Most Tiankeng stones exhibit a pattern resembling shredded radish. The density of such pattern may be loose or packed, and embedded or revealed. Tianhuang is the most precious and the rarest stones among all; it is rich in color with a translucent and lustrous texture. If the Tianhuang is covered with black skin, it is called Wuyapi-Tianhuang ( 烏鴉皮田黃 , Tianghuang covered in a blackish layer like the feather of a crow); if it has a yellow outer layer and a white inner part, it is known as “Silver Wrapped in Gold.”The stones excavated from Mount Furong are a standalone type of stones that is well-known for its variety of colors and textures. Fancied by stone collectors, sculptors, and seal artists for its elegance and graciousness, these stones are ideal for carving, for they have incomparable qualities and various colors. These stones are the most collectable seal stones ever discovered since the past century.

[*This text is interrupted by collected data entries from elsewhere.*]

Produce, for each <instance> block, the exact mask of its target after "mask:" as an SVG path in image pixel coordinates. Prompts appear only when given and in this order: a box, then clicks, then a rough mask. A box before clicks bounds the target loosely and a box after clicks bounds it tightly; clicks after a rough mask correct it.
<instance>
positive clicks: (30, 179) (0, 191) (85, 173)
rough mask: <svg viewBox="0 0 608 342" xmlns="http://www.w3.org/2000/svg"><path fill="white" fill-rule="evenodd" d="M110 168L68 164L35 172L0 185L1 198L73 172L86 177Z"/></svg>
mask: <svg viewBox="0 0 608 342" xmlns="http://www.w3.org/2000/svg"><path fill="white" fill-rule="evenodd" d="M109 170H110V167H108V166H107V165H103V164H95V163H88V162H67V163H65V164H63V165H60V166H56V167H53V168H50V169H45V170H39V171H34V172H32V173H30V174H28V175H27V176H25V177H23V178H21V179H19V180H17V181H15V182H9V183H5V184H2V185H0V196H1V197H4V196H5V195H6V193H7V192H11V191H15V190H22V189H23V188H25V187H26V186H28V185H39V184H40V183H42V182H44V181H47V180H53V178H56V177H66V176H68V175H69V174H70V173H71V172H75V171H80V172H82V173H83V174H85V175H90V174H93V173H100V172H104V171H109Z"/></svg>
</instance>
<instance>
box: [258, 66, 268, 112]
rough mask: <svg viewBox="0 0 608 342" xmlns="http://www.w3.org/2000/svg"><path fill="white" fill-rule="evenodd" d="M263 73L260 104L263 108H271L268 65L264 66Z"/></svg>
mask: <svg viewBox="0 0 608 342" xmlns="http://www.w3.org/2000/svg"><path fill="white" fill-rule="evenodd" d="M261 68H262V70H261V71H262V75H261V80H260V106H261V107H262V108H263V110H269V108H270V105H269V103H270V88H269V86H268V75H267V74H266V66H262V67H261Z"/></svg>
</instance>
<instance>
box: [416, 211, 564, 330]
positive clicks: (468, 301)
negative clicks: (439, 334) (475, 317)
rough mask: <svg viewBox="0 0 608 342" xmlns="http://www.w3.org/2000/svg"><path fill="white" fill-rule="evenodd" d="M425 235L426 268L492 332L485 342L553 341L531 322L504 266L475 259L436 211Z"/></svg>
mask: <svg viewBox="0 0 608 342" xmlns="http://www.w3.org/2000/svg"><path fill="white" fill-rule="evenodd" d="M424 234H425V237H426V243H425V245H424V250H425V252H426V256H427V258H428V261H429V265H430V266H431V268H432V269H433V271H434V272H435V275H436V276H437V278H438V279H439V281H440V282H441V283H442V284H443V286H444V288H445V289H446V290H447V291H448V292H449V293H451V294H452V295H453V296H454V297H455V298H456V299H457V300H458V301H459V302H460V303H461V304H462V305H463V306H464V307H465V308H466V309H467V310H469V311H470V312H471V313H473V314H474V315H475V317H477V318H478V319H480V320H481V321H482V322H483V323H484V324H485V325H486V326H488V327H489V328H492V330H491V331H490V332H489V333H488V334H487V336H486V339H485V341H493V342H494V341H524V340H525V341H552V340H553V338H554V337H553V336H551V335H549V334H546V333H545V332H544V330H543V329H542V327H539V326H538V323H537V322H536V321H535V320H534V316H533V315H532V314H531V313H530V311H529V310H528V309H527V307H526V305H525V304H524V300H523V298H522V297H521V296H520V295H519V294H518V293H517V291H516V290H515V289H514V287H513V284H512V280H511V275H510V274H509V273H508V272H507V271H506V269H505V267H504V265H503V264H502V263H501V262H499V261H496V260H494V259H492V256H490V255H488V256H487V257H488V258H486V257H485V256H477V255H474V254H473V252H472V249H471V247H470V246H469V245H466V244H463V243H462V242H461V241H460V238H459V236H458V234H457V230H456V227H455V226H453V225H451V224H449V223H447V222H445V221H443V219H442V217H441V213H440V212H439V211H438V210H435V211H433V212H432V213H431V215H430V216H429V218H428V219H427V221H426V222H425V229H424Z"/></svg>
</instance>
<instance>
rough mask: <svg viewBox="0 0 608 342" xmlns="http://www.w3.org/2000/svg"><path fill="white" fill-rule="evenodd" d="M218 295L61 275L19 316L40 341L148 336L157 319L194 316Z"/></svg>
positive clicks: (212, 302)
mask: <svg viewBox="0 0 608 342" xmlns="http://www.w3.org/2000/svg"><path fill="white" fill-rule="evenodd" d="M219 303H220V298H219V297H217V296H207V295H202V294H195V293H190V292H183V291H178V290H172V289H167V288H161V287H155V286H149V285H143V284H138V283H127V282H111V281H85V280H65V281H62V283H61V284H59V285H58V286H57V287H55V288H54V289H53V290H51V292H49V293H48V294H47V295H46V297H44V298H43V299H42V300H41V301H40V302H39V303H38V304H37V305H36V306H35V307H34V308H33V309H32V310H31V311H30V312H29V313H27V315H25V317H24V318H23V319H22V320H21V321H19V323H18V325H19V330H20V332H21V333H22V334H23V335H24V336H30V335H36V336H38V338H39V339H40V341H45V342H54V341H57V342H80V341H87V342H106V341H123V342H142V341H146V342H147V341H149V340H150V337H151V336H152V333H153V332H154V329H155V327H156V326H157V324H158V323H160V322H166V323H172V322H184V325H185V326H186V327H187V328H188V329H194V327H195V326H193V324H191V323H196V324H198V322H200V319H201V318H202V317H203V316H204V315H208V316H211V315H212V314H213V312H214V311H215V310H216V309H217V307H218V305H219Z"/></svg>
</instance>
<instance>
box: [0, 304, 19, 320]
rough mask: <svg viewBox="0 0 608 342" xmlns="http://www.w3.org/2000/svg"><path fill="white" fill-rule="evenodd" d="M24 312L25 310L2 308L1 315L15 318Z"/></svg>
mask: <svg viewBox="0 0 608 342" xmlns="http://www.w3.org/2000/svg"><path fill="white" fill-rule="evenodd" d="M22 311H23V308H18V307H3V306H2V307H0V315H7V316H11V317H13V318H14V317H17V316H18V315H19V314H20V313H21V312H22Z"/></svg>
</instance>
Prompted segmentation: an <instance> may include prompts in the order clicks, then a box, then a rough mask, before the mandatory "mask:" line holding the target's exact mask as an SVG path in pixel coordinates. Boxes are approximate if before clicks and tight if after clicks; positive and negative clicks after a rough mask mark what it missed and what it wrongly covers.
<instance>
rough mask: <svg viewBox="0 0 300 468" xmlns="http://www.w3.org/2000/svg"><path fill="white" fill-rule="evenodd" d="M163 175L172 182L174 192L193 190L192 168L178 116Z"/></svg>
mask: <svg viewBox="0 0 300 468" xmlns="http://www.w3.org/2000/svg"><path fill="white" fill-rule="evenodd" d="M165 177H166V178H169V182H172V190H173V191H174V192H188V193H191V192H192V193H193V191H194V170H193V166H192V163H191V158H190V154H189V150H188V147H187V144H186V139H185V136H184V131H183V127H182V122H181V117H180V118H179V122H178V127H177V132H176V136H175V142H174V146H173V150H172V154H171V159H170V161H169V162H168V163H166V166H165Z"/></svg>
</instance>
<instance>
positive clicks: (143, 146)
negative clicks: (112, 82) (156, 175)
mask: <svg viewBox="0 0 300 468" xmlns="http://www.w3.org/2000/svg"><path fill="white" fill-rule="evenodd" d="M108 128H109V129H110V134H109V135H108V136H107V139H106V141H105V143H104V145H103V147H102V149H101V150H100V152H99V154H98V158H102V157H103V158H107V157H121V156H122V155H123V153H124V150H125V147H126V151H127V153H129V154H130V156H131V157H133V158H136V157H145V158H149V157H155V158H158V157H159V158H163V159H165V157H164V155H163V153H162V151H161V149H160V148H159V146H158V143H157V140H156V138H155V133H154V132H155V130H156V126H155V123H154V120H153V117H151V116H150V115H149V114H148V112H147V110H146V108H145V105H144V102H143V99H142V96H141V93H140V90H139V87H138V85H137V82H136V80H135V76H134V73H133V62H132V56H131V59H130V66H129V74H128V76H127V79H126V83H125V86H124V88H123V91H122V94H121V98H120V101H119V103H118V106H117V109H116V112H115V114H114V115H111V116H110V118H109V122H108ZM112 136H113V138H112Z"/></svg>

Besides Fujian Province, Changhua and Qingtian in Zhejiang Province as well as Jiangxi and Balin in Inner Mongolia are also places known for nurturing beautiful stones with fine qualities. The uniqueness in their colors and textures has offered a great selection for seal stone carving and has established the foundation and development of seal art, giving rise not only to the contemporary seal stone masters and artists but also the glamourous cultural pieces they created.
More people have discovered their love for collecting Shoushan stone artworks, including calligraphers and painters who pay scrupulous details to the beauty of seal stones. Not only do they admire the fine quality of these lovely stones, they also appreciate the exquisite details and intricate carvings demonstrated in the artworks. People form lasting friendships as they gather to share in the joy of appreciating the elegance and gracefulness of these stones. Mr. Yi has spent nearly three decades visiting Mount Shoushan to personally select the best stones with the finest qualities and with the spiritual attributes. He commissioned several famous artists to make the stones into wonderful artworks that he has preciously kept in his own gallery for years. His collection features a variety of Tianshi in diverse colors, such as Furong stones, Lichi (Lychee) stones, Shanbo stones, Kengtou stones, Gaoshan stones, Qijiang stones, Changhua ChickenBlood stones, Qingtian stones, and Balin stones. These stones are all of the finest quality and carved with extremely exquisite skills by the best sculptors. Now, this collection of extraordinary Tiankeng stones will be displayed at the National Museum of History in Taipei during the exhibition of “Experience the Stone Arts.” It is our hope that everyone will seize this great opportunity and take a closer glimpse at the finest stone artworks.